Knowing the Alternatives
Medical bills are one of the leading causes of bankruptcy, making it imperative for many individuals to find savings on health insurance. As “plans” with jaw-dropping rates pop up, clients will come to their financial advisors asking about these great deals. These “deals” are offered by associations and are based on the hope of cost sharing within communities who share their “values” when approving the cost of medical care options. Unfortunately, because cost-sharing companies and associated health plans operate outside of the Affordable Care Act (ACA), patients are left to deal with companies that might take their money, deny coverage, and close their business.
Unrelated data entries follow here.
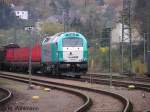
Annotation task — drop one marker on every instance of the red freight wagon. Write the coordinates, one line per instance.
(22, 54)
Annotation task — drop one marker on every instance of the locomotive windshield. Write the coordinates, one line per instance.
(72, 42)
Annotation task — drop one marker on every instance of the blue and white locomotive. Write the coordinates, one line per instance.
(65, 52)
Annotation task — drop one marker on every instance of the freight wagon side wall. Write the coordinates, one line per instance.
(22, 54)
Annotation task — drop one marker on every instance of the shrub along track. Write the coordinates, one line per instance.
(5, 95)
(127, 106)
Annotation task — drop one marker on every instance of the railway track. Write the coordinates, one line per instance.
(5, 95)
(131, 77)
(121, 82)
(127, 106)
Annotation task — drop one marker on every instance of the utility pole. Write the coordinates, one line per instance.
(30, 31)
(126, 26)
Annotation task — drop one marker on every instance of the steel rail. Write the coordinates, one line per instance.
(85, 98)
(131, 77)
(127, 104)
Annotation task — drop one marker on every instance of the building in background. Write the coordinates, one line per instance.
(22, 14)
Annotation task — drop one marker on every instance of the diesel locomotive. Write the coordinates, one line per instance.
(65, 52)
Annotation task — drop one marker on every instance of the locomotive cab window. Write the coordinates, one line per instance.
(72, 42)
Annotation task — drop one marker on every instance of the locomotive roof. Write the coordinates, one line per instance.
(55, 38)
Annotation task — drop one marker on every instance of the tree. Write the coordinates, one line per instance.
(7, 17)
(51, 28)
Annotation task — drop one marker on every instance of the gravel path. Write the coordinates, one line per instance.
(103, 103)
(52, 101)
(140, 99)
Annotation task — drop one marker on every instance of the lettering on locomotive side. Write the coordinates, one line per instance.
(73, 57)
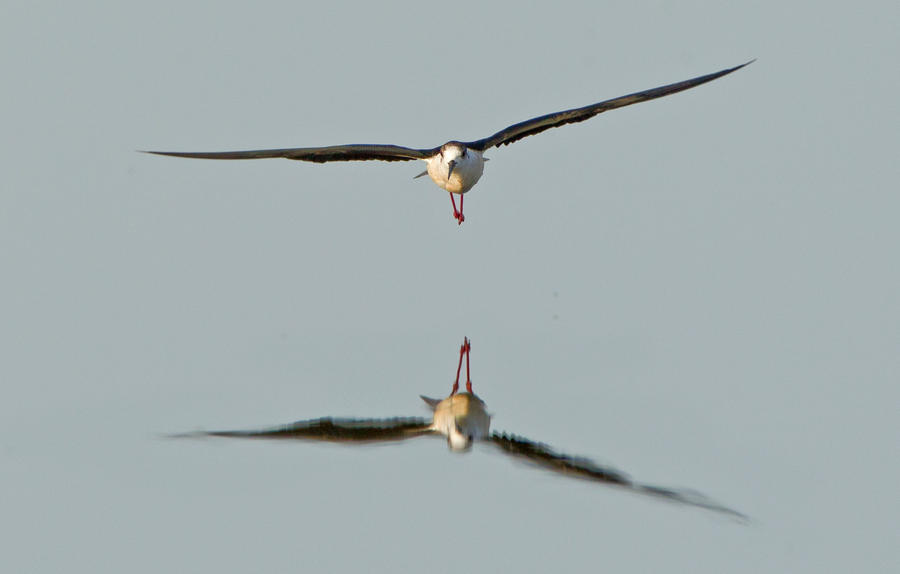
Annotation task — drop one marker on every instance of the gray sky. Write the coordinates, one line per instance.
(700, 290)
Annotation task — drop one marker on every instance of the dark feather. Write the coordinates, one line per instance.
(537, 125)
(337, 430)
(351, 152)
(577, 467)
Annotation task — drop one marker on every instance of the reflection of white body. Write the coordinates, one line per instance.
(456, 166)
(463, 419)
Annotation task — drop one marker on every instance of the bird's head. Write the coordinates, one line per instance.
(452, 153)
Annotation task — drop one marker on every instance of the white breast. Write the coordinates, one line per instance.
(466, 172)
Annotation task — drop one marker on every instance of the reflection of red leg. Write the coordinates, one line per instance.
(462, 350)
(468, 349)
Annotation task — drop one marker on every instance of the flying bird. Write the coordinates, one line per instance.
(462, 417)
(455, 166)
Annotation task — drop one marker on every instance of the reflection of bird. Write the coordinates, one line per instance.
(456, 166)
(463, 419)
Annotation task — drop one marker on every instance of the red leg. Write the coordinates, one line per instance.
(457, 214)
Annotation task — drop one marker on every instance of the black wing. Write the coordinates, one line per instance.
(335, 430)
(578, 467)
(537, 125)
(351, 152)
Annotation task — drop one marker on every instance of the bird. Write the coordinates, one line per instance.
(462, 418)
(456, 166)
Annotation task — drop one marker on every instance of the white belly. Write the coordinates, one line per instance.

Companies offering cost-sharing plans have been a particular cause of concern. As more people opt to join cost-sharing companies instead of buying primary insurance, there is a greater need for oversight. Retroactively holding these companies accountable is practically impossible because they are not “health insurance plans.” The loophole of not offering a health insurance plan attempts to protect these secondary supplements from regulation.
There are no definitive protections for the people who sell the plans as brokers or for purchasers. Attempts at regulating these offerings are fast in the making, as a 2017 Executive Order opened the market to associated health options. Complaints of denials have already started to pile up as customers do not understand their ability to appeal. States including Texas, Maryland, and Missouri have already taken swift action to stop these cost-sharing companies from selling plans in their states.
The author’s company, Medwise Insurance Advocacy, has negotiated with cost-sharing companies for more than 10 years. Plans with exceptions and unique clauses that could deny care were common prior to the ACA. Having to negotiate medical bills is nothing new in the industry. However, the volume of unscrupulous cost-sharing companies is getting hard to fight against and clients need to be on alert.
Disreputable companies are stopped when their license to do business in the state is revoked or prohibited. Regulating the professionals who directly sell them through advertising practices is also a stop-gap measure. Knowing what these companies are offering and their limitations helps clients understand the long-term financial burdens that may arise from not doing proper due diligence before signing up for “new” health options. Brokers who sell these coverage options could hurt long-term customer relations and be caught in compromising situations, as Aliera and similar companies are no longer licensed to do business in the state.
A recent case the author was involved with involved a standard medically necessary procedure that was denied by a faith-based cost-sharing association. The patient was using the “plan” as the primary insurance; when medical bills became costly, however, payment for care was denied. A clear cause for concern in holding the company accountable was the lack of jurisdictional oversight and the contracts signed between the client and company. The company was registered in one state, operating out of another state, and then being sold and used in yet another state.
These companies regulate themselves, and when a person receives a denial for care the recourse is to appeal to the company directly. States cannot force coverage, contracts are generally upheld, and mediation/arbitration is usually used to settle issues. It is imperative for consumers to read the fine print to know the details of each membership. Each company offer comes with its own unique set of stipulations for care.
Examples of cost-sharing companies include Christian Healthcare Ministries, Altura Health Share, Christian Healthcare Sharing, Aliera Healthcare, Medi-Share, OneShare Health, MEC HP3, Agentra, and Samaritan Ministries. Some have revenues in the millions and others have quickly closed. For example, Christian Healthcare Ministries reported more than $444 million in revenue on their 2018 taxes. Trinity and Aliera, however, is a single company that was started in Atlanta; already, its business license has been revoked in some states. Liberty HealthShare has been served 155 complaints with the Better Business Bureau, and Cathedral is no longer in business.
When patients rely on cost-sharing companies and associated health plans, they quickly realize that coverage is limited; it becomes the patient’s responsibility to negotiate with the provider. Providers are now asking for a personal credit card to be on file because they know that being paid by those companies is unlikely. Once a bill is paid, especially by an authorized third-party credit line, negotiating bills with providers to lower costs can be impossible. CPA financial planners can help by proactively discussing health plans and cost-sharing plans with clients and reviewing their benefits and limitations.